Ce projet artistique fait une démonstration des possibilités et des conséquences des systèmes décentralisés. Grâce à son grand registre mis à jour et distribué par des millions d’ordinateurs du monde entier, la blockchain a résolu un problème fondamental formulé dès les débuts d’Internet: comment donner à deux parties qui ne se connaissent pas la confiance nécessaire pour réaliser une transaction en ligne? Un smart contract n’est rien d’autre qu’une application simple comprenant une série de conditions de type «si X, alors Y» qui, une fois publiée, formalise une offre (ici, la promesse de payer un montant en échange de l’accomplissement d’un certain nombre de conditions) et permet à toute partie intéressée de remplir la part opposée du contrat.
Des smart contracts conclus aussi par des machines
Ce principe ouvre un nouvel univers de relations commerciales. C’est ainsi que des entreprises de transport vendront leur capacité résiduelle au plus offrant, que des banques rendront des produits financiers disponibles à toute personne remplissant des conditions prédéfinies, ou encore que des assurances publieront des contrats en ligne (je paie X francs si la condition Y vérifiée par la base de données Z se réalise) auxquels des parties intéressées pourront souscrire à l’autre extrémité.
L’autre idée mise en évidence par le Plantoid, c’est que des smart contracts peuvent être créés et conclus aussi bien par des humains que par des machines. Une impulsion humaine initiale suffit pour qu’un organisme artificiel puisse ensuite se déployer de façon entièrement autonome et inarrêtable. Leur nature décentralisée signifie en effet qu’une fois lancés, les smart contracts ne peuvent être stoppés qu’à condition de mettre hors ligne tous les nœuds du réseau. Et comme chacun peut télécharger et mettre à disposition une blockchain, cela ne serait possible qu’en supprimant Internet.

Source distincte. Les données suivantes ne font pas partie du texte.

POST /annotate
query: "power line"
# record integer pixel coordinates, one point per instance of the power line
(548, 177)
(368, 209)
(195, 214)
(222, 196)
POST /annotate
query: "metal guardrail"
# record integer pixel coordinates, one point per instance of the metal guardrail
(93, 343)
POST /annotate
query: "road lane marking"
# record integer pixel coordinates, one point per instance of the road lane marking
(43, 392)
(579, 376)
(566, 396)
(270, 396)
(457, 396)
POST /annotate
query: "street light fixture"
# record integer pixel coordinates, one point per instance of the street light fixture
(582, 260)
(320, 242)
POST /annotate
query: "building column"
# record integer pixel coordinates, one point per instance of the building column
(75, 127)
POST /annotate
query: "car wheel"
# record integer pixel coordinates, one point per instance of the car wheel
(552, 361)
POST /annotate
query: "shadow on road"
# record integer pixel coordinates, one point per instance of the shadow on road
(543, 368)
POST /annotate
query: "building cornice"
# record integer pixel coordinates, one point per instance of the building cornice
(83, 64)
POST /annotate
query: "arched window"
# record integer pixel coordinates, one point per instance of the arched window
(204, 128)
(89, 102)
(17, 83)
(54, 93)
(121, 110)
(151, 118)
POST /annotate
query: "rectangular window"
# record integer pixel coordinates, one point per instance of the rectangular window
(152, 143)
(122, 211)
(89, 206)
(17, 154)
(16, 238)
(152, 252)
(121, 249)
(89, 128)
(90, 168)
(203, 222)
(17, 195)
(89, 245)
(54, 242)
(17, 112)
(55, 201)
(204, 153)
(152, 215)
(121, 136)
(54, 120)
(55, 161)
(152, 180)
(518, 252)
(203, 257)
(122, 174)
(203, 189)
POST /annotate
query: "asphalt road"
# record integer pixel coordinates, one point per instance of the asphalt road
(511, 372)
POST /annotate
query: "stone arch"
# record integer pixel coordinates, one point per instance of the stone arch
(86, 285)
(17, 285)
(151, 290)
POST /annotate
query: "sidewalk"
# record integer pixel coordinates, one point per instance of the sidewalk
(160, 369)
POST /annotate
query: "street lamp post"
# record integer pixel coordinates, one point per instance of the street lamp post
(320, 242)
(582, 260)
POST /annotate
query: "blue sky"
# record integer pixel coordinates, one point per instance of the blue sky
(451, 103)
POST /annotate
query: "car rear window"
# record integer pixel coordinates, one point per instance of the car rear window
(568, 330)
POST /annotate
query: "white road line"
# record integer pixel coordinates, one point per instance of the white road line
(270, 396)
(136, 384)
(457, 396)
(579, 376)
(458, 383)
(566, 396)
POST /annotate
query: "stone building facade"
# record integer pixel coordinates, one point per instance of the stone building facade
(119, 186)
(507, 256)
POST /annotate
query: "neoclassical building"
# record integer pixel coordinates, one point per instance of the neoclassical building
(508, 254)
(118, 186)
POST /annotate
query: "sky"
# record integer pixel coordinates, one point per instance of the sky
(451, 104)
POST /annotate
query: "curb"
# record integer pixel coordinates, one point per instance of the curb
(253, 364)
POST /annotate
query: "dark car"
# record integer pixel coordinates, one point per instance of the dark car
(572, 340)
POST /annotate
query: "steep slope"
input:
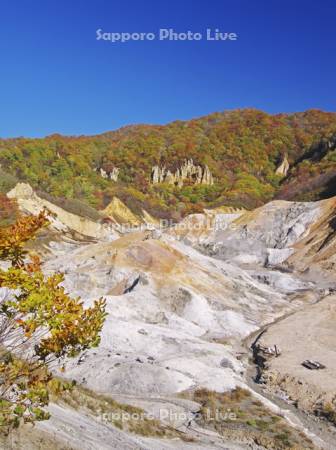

Peut-être verra-t-on ainsi bientôt des voitures-taxis autonomes affranchies de tout propriétaire, qui gagneront leur vie en s’inscrivant dans une flotte les mettant en contact avec des clients, payant des humains pour leur rendre des services (nettoyage, réparations) ou leur apporter des améliorations de confort ou esthétiques à même d’augmenter sa rentabilité et mettant automatiquement sur le marché de nouveaux véhicules au fur et à mesure que ses revenus le permettent. Dans ce scénario, la seule possibilité d’intervention de l’Etat serait de réglementer l’accès côté utilisateurs. Voilà qui constituerait un nouveau cas intéressant pour les autorités politiques et pour les fiscalistes.